The instructions at that restore a deck site is bascially what I did for the prep work....good luck!!!!
 
We put the Behr weatherproofing wood finish on our 1 year old pressure treated deck last June and so far so good. I put 2-3 coats on the deck floor and probably 4-5 on the top of the handrails. I thought that Behr was good stuff. Its supposed to last 4 years on decks, but after reading this thread I'm hoping I don't end up in the same situation.

Good luck.
 
We had the same luck with the Behr, it was good on the front vertical cedar sideing on the house but really bad on the deck. Has anyone used more of a paint based (colored) product rather than a stain?

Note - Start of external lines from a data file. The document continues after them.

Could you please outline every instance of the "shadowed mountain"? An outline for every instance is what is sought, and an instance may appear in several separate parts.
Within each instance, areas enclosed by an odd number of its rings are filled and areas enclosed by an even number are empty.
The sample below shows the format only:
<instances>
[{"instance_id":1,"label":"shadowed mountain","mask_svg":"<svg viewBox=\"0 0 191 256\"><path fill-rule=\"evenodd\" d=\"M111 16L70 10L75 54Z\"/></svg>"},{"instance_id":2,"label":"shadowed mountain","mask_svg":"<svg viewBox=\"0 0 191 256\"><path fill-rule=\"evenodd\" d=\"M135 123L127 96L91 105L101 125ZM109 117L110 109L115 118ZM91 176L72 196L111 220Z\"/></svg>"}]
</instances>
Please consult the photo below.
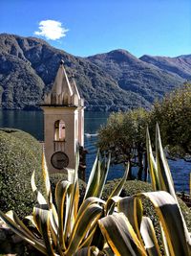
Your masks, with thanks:
<instances>
[{"instance_id":1,"label":"shadowed mountain","mask_svg":"<svg viewBox=\"0 0 191 256\"><path fill-rule=\"evenodd\" d=\"M142 56L139 59L186 80L191 80L191 55L176 58Z\"/></svg>"},{"instance_id":2,"label":"shadowed mountain","mask_svg":"<svg viewBox=\"0 0 191 256\"><path fill-rule=\"evenodd\" d=\"M137 58L124 50L89 58L72 56L34 37L0 35L0 104L4 109L32 109L53 85L60 59L89 110L149 107L183 78Z\"/></svg>"}]
</instances>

That's how fed up I am with trying to stain the deck, I'm ready to go with something else. When I get the money, I'll tear it up and replace with trex!
 
Tried a couple stripping products...predictably they don't work all that well...and I probably killed a few plants when I rinsed it off. Spent about an hour sanding the railing and spindles yesterday with much more satisfying results. The quarter sheet of 180 grit I had on the old B&D orbital palm sander worked surprisingly well, the fresh sheet of 120 was actually remarkable in how well it worked. Amazingly soe of the stuff we put down in 2004 doesn't seem to want to come up, even with a stripper treatment adn then sanding. I jsut know though that if I leave it, it'll blister right up in about a month.

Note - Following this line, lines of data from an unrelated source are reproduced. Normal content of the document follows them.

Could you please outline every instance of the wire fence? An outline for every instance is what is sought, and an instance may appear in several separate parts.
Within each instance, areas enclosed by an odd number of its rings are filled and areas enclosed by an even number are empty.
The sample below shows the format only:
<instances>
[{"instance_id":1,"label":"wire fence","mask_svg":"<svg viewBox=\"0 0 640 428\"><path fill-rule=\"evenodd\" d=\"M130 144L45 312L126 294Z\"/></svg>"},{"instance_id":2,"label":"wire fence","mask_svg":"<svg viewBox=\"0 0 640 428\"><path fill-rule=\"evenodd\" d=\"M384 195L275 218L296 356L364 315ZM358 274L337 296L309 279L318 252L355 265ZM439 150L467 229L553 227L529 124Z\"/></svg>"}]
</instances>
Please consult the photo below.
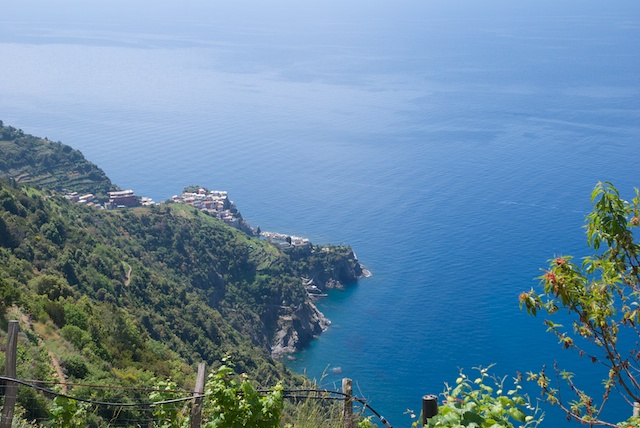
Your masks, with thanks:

So I'll stock up on sandpaper and bust out the knee pads and get to it!

When iget it down to bare wood I'm planning on doing the wood restoration treatment to set the wood properly for stain. Just have to select a stain next. Sikkens worked great on our house exterior, but as noted, the horizontal surfaces take a severe hammering compared to vertical outside walls. More research is required methinks.

Anyone have a deck stain that has held up well in high traffic, snow/ice and drip edge environments?
 
Just another point, 3 coats is way too much! Most stains are a coat or maybe 2 but putting on 3 coats will not offer better protection, just will sit on top and peel like you experienced. Even the TWP (which I have sold thousands of gallons) has changed in how it is made. Most products now are a high solids and less solvent percent of coatings. So 2 coats of TWP semi can look like a solid! Just an FYI...

Jim.
 
Interesting. All the dozens of gallons of stain I've used in the house have all had a 2 coat minimum, 3 recommended almost universally. None have ever looked decen, never mind acceptable with 1 coat.

The Sikkens requires 2 base and 1 top coat.
 
I also highly recommend using products that allow you to "hot coat" or "wet coat" the 2nd layer. In other words - you apply the next coat while the first is only partially dry/cured. I'm no expert, but I think it does a much better job binding the multiple coats together. On my interior wood floors, I used a basic coatings product that allowed me to hot coat repeatedly - and this was an emulsion product, which is supposed to be a blend of oil & water based properties. I put 4 coats down in a period of about 2.5 days and (again this is interior) you've never seen wood have such a protective layer.